If you are familiar with AI it's obvious how it increases productivity. When bugs get fixed with 0 human time it's plain as day that it was productive compared to a human making the fix.


👤 otabdeveloper4
Just trust the vibe, bro. One trillion market cap cannot be wrong.

👤 danr4
because you can just look at the commit log

👤 blitzar
Ask HN: Why are there no actual studies that show the sky is green and the earth is at the centre of the universe?

I would have included the flatness of earth, but the flat earthers have some excellent studies (reviewed by their flat earth peers) on the subject.


👤 hennell
What's the best car? If you're trying to go fast it's one answer, if you're trying to carry as much load as possible it's another, if you're buying for your just-qualifed-teen it's another. But best is obviously subjective, so what about safest? I don't know specifics there, but if you're in the EU the "safest" car would be very different to the "safest" in the US, because their safety studies measure very different things.

Which is the issue with almost all studies and statistics, what it means depends entirely on what you're measuring.

I can program very very fast if I only consider the happy path, hard code everything and don't bother with things like writing tests defining types or worrying about performance under expected scale. It's all much faster right up until the point it isn't - and then it's much slower. Ai isn't quite so obviously bad, but it can still hide short term gains into long term problems which is what studies tend to focus on as the short term doesn't usually require a study to observe.

I think Ai is similar to outsourcing staff to cheeper counties, replacing ingredients with cheaper alternatives and other MBA style ideas. It's almost always instantly beneficial, but the long term issues are harder to predict, and can have far more varied outcomes dependent on weird specifics of the business.


👤 lnsru
It’s not company. It’s always the 10x developer who uses the tools to increase his output. My buddies report at least once a month the new AI policy in corporate world. All of them are bollocks written by someone who never wrote any code.

👤 jokoon
Funny how much money is invested yet no proof those investments will yield profits

It's all make believe


👤 andrewstuart
Because software development - anything to do with software development is incredibly hard to quantify.

And no, no-one is waiting for a “study” to believe in AI, they’re out doing it.


👤 hypeatei
Productivity was never about the lines of code written. I thought the industry as a whole had collectively decided that metric was a joke before the age of LLMs.
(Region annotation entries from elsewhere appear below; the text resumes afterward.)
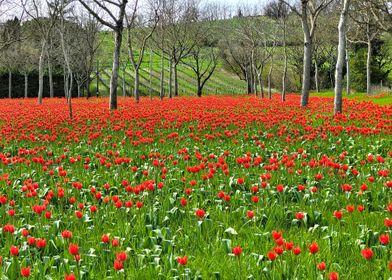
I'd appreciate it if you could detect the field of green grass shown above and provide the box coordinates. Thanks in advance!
[91,33,246,96]
[311,90,392,105]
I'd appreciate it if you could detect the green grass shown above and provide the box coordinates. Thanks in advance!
[311,90,392,105]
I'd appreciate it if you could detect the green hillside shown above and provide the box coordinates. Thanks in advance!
[91,32,246,95]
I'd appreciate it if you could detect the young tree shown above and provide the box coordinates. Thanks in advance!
[334,0,351,114]
[126,0,159,103]
[350,0,382,95]
[21,0,55,104]
[78,0,128,110]
[184,45,217,97]
[281,0,334,107]
[264,0,289,101]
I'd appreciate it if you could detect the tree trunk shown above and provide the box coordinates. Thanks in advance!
[133,67,140,103]
[169,59,173,98]
[48,57,54,98]
[197,78,203,97]
[334,0,350,114]
[109,28,122,110]
[24,73,29,98]
[366,39,372,96]
[346,40,351,95]
[282,19,287,101]
[268,60,274,100]
[122,67,127,97]
[38,40,46,104]
[8,70,12,98]
[86,76,91,99]
[78,83,81,98]
[95,60,99,97]
[150,50,154,99]
[314,59,320,93]
[159,50,165,100]
[173,62,178,96]
[301,4,312,107]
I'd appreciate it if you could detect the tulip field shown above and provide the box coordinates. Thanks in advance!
[0,95,392,280]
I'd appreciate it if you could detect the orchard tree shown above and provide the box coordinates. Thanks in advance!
[78,0,128,110]
[334,0,351,114]
[282,0,334,107]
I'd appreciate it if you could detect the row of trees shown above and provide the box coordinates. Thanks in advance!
[0,0,392,113]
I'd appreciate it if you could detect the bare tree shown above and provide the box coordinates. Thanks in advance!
[184,46,217,97]
[282,0,334,107]
[21,0,56,104]
[350,1,382,95]
[334,0,350,114]
[126,0,159,103]
[78,0,128,110]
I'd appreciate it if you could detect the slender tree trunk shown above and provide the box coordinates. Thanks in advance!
[48,59,54,98]
[109,28,122,110]
[301,4,313,107]
[334,0,350,114]
[122,67,127,97]
[366,39,372,96]
[24,73,29,98]
[169,58,173,98]
[346,40,351,95]
[159,50,165,100]
[38,40,46,104]
[173,62,178,96]
[268,59,274,100]
[86,76,91,99]
[314,59,320,92]
[77,83,81,98]
[133,67,140,103]
[197,78,203,97]
[63,63,69,100]
[282,28,287,101]
[8,70,12,98]
[257,73,264,98]
[150,50,154,99]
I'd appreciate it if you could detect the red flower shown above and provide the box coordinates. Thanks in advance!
[10,245,19,257]
[267,251,276,261]
[293,247,301,256]
[276,185,284,192]
[61,230,72,239]
[231,246,242,256]
[116,252,127,262]
[65,273,76,280]
[246,211,255,219]
[333,211,343,220]
[384,218,392,227]
[22,228,29,237]
[317,262,327,271]
[378,233,389,245]
[274,246,284,255]
[101,234,110,243]
[361,248,373,260]
[295,212,305,220]
[328,272,339,280]
[35,239,46,249]
[20,266,30,277]
[75,210,83,219]
[112,239,120,247]
[68,243,79,256]
[272,230,282,240]
[308,242,318,255]
[113,260,124,270]
[177,256,188,266]
[180,198,188,206]
[196,209,205,219]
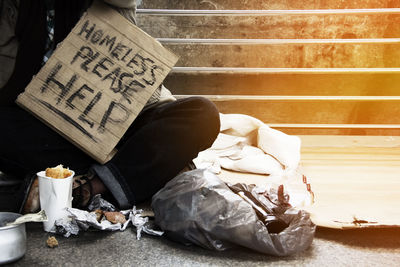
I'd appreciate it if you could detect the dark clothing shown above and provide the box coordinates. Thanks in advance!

The bottlenecks are the same: office politics, coordinating teams, consulting subject matter experts and coherent system design. AI is not a swiss army knife that results in devs becoming their own island; LLMs cannot tell me if something would jive well with our customer base -- I need people in the company who actually interact with them, for example.

👤 devilkin
I have a coworker who is obsessed by LLMs and keeps reiterating that he is super productive with them.
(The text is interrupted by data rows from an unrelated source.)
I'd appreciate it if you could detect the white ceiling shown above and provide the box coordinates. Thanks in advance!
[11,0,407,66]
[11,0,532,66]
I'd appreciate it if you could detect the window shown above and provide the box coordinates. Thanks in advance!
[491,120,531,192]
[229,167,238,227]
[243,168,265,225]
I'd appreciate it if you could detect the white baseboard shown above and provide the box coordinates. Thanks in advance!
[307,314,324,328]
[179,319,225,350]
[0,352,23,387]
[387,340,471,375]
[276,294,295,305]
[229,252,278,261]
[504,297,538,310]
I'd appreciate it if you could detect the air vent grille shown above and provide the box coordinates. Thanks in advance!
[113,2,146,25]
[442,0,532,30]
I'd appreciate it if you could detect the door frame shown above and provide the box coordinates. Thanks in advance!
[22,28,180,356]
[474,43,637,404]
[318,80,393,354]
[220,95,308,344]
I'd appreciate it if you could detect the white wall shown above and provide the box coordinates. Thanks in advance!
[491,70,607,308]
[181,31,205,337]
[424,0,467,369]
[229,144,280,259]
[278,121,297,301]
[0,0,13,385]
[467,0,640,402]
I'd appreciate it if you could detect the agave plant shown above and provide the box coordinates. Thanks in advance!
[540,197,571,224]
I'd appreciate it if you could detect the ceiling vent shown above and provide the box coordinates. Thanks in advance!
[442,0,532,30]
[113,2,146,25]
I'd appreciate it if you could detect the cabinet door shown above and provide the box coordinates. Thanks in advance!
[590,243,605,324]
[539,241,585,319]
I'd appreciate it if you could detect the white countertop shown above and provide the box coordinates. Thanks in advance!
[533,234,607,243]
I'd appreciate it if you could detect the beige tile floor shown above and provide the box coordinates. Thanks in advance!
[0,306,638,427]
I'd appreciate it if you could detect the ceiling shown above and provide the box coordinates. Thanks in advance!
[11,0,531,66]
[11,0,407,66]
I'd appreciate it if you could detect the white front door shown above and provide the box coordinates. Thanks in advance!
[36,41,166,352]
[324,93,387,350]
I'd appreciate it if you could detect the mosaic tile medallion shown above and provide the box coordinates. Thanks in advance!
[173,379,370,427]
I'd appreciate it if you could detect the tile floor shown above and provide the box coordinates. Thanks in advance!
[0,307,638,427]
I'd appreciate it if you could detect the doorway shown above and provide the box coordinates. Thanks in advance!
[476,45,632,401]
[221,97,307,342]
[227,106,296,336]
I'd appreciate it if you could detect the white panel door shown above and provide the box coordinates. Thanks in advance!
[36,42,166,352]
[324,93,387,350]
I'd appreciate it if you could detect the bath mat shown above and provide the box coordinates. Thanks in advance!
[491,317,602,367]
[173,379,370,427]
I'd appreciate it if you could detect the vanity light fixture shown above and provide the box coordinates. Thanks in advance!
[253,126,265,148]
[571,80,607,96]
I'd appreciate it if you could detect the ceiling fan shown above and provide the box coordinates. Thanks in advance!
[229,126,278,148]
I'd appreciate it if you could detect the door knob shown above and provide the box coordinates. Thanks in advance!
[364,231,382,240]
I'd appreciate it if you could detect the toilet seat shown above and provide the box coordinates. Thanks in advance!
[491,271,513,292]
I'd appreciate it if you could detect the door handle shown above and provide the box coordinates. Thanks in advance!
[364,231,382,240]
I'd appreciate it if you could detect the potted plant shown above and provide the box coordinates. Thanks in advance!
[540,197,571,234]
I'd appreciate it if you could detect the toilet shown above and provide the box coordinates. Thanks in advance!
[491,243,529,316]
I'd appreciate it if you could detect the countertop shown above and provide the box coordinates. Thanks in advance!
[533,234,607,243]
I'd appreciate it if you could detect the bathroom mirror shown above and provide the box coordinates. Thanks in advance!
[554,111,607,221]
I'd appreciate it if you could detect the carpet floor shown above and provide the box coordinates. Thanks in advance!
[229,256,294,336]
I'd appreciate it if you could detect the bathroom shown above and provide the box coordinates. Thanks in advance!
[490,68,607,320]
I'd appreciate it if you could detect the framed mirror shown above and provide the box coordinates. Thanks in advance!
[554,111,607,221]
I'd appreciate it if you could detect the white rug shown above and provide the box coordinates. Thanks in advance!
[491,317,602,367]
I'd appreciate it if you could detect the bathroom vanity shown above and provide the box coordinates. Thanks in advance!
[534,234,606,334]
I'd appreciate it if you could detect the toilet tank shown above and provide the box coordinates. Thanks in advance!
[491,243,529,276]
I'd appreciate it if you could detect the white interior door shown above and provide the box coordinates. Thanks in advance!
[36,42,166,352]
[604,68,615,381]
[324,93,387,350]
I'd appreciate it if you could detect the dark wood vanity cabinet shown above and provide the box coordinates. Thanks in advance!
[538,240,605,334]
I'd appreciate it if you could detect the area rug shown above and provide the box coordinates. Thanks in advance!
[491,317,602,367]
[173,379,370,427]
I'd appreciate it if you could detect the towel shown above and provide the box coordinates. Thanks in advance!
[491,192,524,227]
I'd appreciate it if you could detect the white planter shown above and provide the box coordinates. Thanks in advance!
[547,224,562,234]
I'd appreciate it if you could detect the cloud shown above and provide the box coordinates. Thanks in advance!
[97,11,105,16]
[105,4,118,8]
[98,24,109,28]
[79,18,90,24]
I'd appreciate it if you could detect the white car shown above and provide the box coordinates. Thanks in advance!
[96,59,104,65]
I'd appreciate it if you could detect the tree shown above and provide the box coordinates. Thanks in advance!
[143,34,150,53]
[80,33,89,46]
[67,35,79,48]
Yet I have to still see the first delivery or codebase by that same person. (I am not his manager)

I lean in the LLM skeptic camp, I know they're great for some things (never to outsource your thinking, what unfortunately a lot of people do), but I'd like to see some studies. Because there are a lot of net negatives in the business press, or max up to 10% improvement.


👤 PunchyHamster
I do remember some of them showed some productivity improvement but it pretty much dove off cliff with the complexity of the tasks involved, or the small improvement on medium difficulty task was eaten by time to wait for responses.

Note that most of them were focused on programming tasks aimed to ship a product, not other use cases like "prototype a dozen of ideas quickly before we pick direction", or "write/update documentation about this feature" which AI might be significantly more productive use case than just programming.


👤 eudamoniac
I can tell you that at Cisco they just released an internal AI study that measured just about everything related to AI at Cisco except tangible gain. No mention of productivity, but tons of other data about who uses it, how long, why or why not, what correlates to usage or non usage, etc. I can only assume what that means.